Hoffentlich könnt ihr mir ein gutes Programm sagen =)  schonmal


MfG


----------



## dfd1 (28. September 2003)

Also jetzt kommt die Frage: An welches OS denkst du für deinen Server?

 Für viele Games gibt es Serverversionen, die unter Linux laufen. Und FTP-Server findest du im Internet für Linux auch zu hauf, leider kann ich dir da kein Beispiel geben. Fileserver für Windows ist mit Samba zu machen, welches bei fast allen Distributionen auch dabei ist.

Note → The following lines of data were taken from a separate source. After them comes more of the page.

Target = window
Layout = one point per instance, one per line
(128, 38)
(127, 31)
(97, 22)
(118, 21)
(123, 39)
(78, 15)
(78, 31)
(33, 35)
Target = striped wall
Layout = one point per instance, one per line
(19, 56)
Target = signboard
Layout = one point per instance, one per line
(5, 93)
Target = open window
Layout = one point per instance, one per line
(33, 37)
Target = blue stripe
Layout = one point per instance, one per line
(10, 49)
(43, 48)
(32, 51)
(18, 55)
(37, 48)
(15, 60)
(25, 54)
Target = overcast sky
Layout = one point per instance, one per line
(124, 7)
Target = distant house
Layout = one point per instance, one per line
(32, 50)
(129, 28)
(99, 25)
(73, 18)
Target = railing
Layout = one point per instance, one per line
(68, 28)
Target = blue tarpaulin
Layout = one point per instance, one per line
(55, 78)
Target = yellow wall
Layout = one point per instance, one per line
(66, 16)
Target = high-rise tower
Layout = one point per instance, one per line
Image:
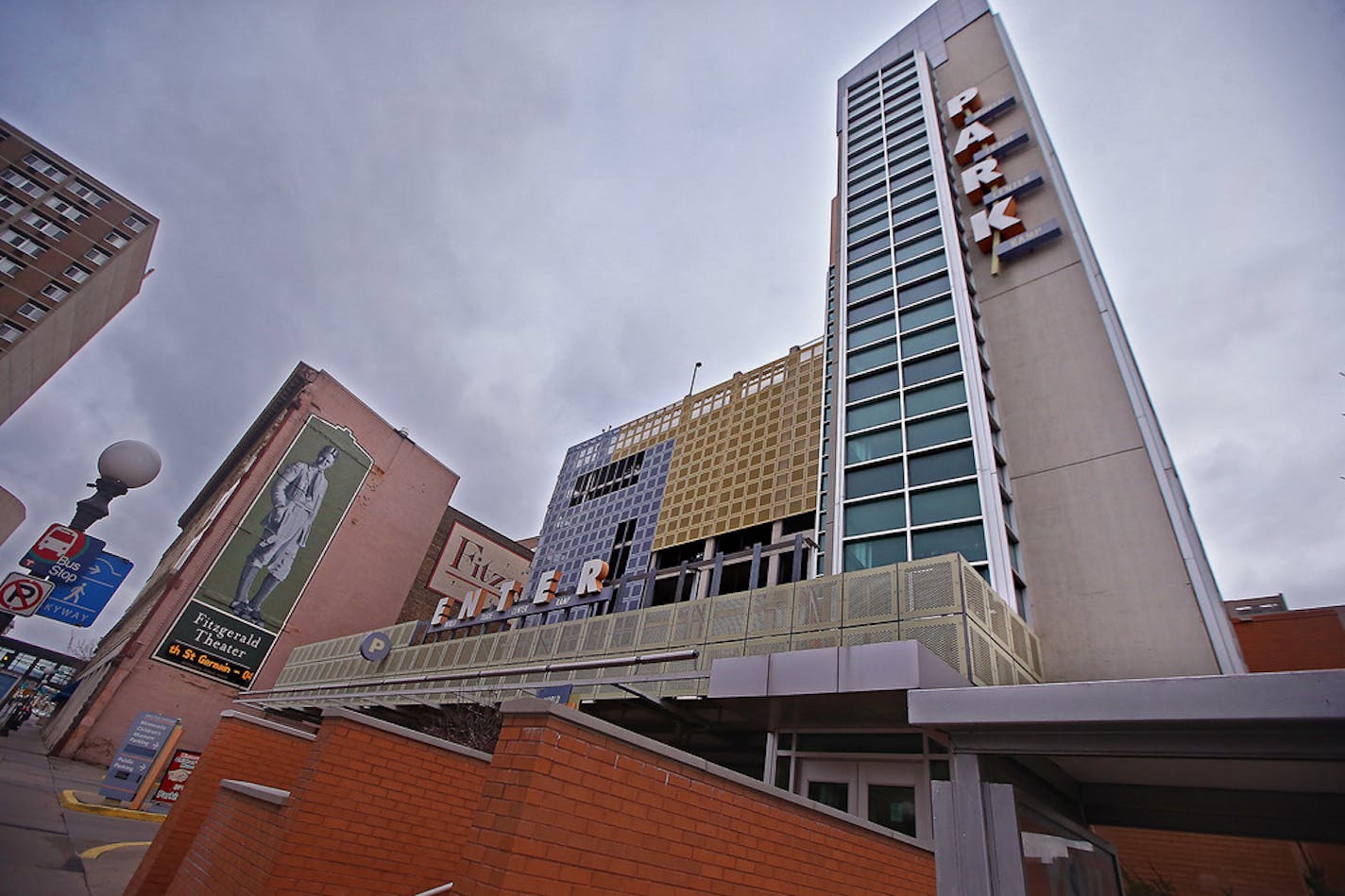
(72, 256)
(980, 395)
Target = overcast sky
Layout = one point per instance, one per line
(508, 225)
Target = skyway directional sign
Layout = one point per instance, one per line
(78, 603)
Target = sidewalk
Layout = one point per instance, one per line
(60, 849)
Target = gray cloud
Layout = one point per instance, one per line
(508, 225)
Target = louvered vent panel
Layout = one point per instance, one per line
(690, 622)
(871, 634)
(869, 596)
(982, 657)
(624, 630)
(817, 604)
(656, 627)
(728, 617)
(771, 611)
(977, 595)
(814, 639)
(929, 588)
(943, 636)
(522, 643)
(546, 639)
(596, 632)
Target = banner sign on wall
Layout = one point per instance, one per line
(230, 623)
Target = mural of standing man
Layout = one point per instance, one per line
(296, 496)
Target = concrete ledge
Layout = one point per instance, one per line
(257, 791)
(266, 722)
(78, 802)
(1256, 697)
(535, 706)
(406, 732)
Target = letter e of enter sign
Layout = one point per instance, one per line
(998, 217)
(546, 586)
(590, 578)
(983, 174)
(510, 589)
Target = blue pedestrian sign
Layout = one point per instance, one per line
(78, 603)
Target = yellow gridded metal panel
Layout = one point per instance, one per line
(977, 595)
(596, 630)
(931, 586)
(814, 639)
(758, 646)
(945, 636)
(1018, 632)
(999, 614)
(982, 657)
(545, 645)
(875, 634)
(723, 650)
(817, 604)
(869, 596)
(771, 611)
(520, 645)
(656, 627)
(689, 623)
(1004, 668)
(570, 642)
(625, 629)
(728, 617)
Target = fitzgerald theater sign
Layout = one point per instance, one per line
(996, 227)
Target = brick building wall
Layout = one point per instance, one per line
(1214, 864)
(1293, 639)
(241, 747)
(577, 804)
(568, 803)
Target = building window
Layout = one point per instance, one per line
(22, 183)
(65, 209)
(605, 479)
(44, 167)
(32, 311)
(621, 542)
(27, 246)
(44, 227)
(88, 194)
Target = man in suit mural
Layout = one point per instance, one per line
(296, 496)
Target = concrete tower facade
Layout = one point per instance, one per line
(982, 396)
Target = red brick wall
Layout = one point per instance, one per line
(240, 748)
(377, 811)
(568, 807)
(234, 849)
(1293, 639)
(1212, 865)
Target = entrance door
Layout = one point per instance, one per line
(892, 794)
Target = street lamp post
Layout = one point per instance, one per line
(121, 467)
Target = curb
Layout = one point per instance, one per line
(69, 800)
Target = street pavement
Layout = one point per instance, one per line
(47, 849)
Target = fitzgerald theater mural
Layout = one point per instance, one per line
(230, 623)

Wenn du aber aus irgendwelchen Gründen dennoch bei Windows bleiben willst, würd ich dir den BulletProof FTP-Server empfehlen. Freeware, gute Benutzererfassung, und für das meiste reichts.


----------



## FunkJoker (28. September 2003)

ich habe mir vorgestellt das ich mir windows server 2003 kaufe. Oder mal schauen wie ich dran komme. Und ich denke mir mal das diese Betriebsystem anders konzipioert ist als das Windows XP. So und damit möchte ich dann eben den ftp server machen.

MfG


----------



## Tim C. (28. September 2003)

Dann würde ich dir erheblich mehr RAM ans Herz legen. So um die 512MB. Sollte als SD-Ram ja nicht mehr die Welt kosten. Ausserdem würde ich mal schauen, wieviel du an Prozessor auf das Board packen kannst und ob du an Stelle des Duron evtl nen Athlon nimmst.


----------